EMILY MOORE, PLAINTIFF, v. ATLANTIC AND SUBURBAN RAILWAY COMPANY, DEFENDANT.
    Decided January 16, 1929.
    Before Gummere, Chibe Justice, and Justices Parker and Katzenbach.
    Eor the rule, Bourgeois & Coulomb.
    
    Contra, Oscar LeWine and William I. Garrison.
    
   Per Curiam.

The plaintiff instituted this action to recover compensation for injuries 'which she received, as she alleged, while attempting to board a trolley car of the defendant company in Pleasantville, and which, as she claimed, was caused by the negligence of the operator of the car. Her story told on the witness-stand at the trial of the cause was that the trolley car stopped at a street intersection to discharge and take on passengers; that she, with a Mrs.

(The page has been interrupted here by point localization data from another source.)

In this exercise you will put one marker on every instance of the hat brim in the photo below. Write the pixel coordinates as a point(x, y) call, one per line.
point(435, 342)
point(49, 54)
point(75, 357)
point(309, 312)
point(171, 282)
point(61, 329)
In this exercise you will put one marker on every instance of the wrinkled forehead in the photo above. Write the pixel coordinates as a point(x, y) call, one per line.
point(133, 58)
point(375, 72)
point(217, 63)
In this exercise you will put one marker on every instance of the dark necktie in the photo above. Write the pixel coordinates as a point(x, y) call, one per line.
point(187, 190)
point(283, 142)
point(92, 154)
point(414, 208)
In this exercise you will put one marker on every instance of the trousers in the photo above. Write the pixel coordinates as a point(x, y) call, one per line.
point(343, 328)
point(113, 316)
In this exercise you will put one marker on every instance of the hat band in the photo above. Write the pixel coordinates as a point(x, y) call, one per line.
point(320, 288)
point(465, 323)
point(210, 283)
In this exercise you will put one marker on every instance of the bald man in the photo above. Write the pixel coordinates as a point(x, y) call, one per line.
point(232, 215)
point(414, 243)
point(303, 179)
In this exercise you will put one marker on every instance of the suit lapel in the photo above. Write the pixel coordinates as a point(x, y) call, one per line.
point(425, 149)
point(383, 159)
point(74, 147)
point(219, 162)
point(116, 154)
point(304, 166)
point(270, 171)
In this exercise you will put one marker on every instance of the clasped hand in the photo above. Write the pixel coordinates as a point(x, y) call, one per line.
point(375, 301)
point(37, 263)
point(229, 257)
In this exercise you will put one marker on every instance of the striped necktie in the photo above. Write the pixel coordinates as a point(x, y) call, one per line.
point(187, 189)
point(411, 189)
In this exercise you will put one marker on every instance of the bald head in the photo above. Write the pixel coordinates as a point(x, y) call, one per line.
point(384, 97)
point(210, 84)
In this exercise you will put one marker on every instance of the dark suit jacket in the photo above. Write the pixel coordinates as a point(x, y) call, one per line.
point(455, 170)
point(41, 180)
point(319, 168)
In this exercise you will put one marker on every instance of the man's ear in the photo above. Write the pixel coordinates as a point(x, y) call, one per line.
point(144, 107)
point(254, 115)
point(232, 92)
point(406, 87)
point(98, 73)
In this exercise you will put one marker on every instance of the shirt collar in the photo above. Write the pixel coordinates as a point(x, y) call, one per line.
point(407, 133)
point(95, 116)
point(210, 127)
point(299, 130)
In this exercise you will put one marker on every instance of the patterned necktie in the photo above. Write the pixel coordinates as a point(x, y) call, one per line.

Eck, started to get on the car, Mrs. Eck going first and the plaintiff following her ; that Mrs. Eck got on safely, but as the plaintiff got one foot on the step the car started up, and she was thrown to the ground; that as the result thereof her leg was severely bruised; that she also received a bruise across the lower portion of her abdomen, and also that she suffered a severe nervous shock. Her story as to the happening of the accident was corroborated by the testimony of Mrs. Eck. The jury awarded her a verdict of $500; and, a rule to show cause having been allowed the defendant, it is now contended before us that the finding of responsibility on its part was against the weight of the evidence, the argument being that the proofs greatly preponderate in favor of the conclusion that no such casualty as alleged in the complaint ever occurred. A reading of the testimony submitted on the part of the defendant, as well as that submitted by the plaintiff, leads us to the conclusion that the jury was entirely justified in finding that the alleged accident to Mrs. Moore which is the subject of the present litigation actually occurred, and that it was caused by the carelessness of the operator in starting the car while she was in the act of boarding it.

The rule to show cause will be discharged.